Mas é do relato do julgamento de Jesus perante Pôncio Pilatos e das circunstâncias que o antecederam que podemos retirar as mais inquietantes lições. Esse relato é emblemático ao nos mostrar, sabiamente, como a Justiça não deve ser feita, a começar pelo ato de traição de Judas Iscariotes e suas trinta moedas de prata. Mostra-nos, durante e após o primeiro julgamento de Jesus, perante o Sinédrio judeu (na verdade, Jesus foi julgado duas vezes), seus grandes sacerdotes, Anás e Caifás, decididos, a todo custo, a levar Jesus à crucificação (coisa que só um julgamento pelas autoridades romanas podia implicar), sem qualquer preocupação com a sua culpabilidade, dando guarida a falsas acusações e confundindo as figuras de acusador e juiz.

Mas é a condenação do inocente, no julgamento perante Pilatos, que diz não ver nenhum motivo para condenar Jesus, que nos mostra o mais claro exemplo das limitações e das falhas da justiça humana.

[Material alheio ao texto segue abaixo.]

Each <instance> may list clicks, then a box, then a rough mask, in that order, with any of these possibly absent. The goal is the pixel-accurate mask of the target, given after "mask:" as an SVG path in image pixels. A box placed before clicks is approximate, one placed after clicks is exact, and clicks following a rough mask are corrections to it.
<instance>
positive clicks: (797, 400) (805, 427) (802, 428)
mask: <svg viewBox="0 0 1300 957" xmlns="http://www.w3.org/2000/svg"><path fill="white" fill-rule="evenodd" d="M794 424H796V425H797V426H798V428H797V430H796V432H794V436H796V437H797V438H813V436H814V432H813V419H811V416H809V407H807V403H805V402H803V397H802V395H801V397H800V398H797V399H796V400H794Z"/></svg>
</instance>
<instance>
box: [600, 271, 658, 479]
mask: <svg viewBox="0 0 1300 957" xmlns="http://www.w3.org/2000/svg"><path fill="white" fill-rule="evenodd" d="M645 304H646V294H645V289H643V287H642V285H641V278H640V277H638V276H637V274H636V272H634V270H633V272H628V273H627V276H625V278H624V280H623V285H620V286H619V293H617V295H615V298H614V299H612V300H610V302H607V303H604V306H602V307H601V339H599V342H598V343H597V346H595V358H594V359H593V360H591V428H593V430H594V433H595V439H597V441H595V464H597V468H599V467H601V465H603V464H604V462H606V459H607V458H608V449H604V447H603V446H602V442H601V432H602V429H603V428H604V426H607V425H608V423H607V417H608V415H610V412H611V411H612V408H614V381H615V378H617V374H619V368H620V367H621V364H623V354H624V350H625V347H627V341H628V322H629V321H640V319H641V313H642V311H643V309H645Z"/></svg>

Pilatos foi o juiz que, como Praefectus romano da Judeia, desconhecendo completamente o sábio exemplo de Salomão, “lavou as mãos”, para, assim, a pedido da turba (que optou pela absolvição do criminoso Barrabás), condenar Jesus a morrer crucificado.

Sem entrar, evidentemente, na discussão teológica acerca do livre-arbítrio de Pilatos (pois, em teologia, há quem defenda que a morte de Jesus obedece aos planos de Deus e que Pilatos estava predestinado a ordenar que Jesus morresse crucificado), historicamente falando, ele era o juiz que podia condenar ou absolver Jesus. Pilatos, em certo momento, teve a noção da verdade. Ele disse: “Que é a verdade? E, dizendo isto, tornou a ir ter com os judeus, e disse-lhes: Não acho nele crime algum”. Ele sabia quem eram os verdadeiros culpados: a multidão, todos nós, a humanidade, que queria condenar, naquele instante, o único Justo. Pilatos foi aquele juiz fraco ao ponto de não enfrentar as responsabilidade de uma sentença justa, preferindo ceder às investidas dos sacerdotes e da multidão cega, temendo talvez uma nova revolta em Jerusalém, o que ia de encontro aos interesses do seu Imperador romano. Indolente e cansado de escutar tanta hipocrisia acerca da verdade, ele preferiu “lavar as mãos”. E, mesmo sem o querer, mas também revolucionariamente (mesmo que revolução aqui tenha um sentido mais metafórico e pacífico), Pilatos acabou por definir o destino de grande parte da humanidade.

 Quantas vezes, na vida forense de hoje, não nos deparamos com certos Pilatos? Em momentos de desespero, quase chegamos a negar a própria ideia de Justiça e queremos gritar, como o fez o Filho em sua agonia: “Meu Deus, meu Deus, por que me abandonaste?”.

Mas, uma vez que eu ainda quero acreditar que a “Justiça tarda, mas não falha”, serenamente (ou inocentemente?), para esses juízes, prefiro recomendar que se diga: “Pai, perdoai-vos. Eles não sabem o que fazem”.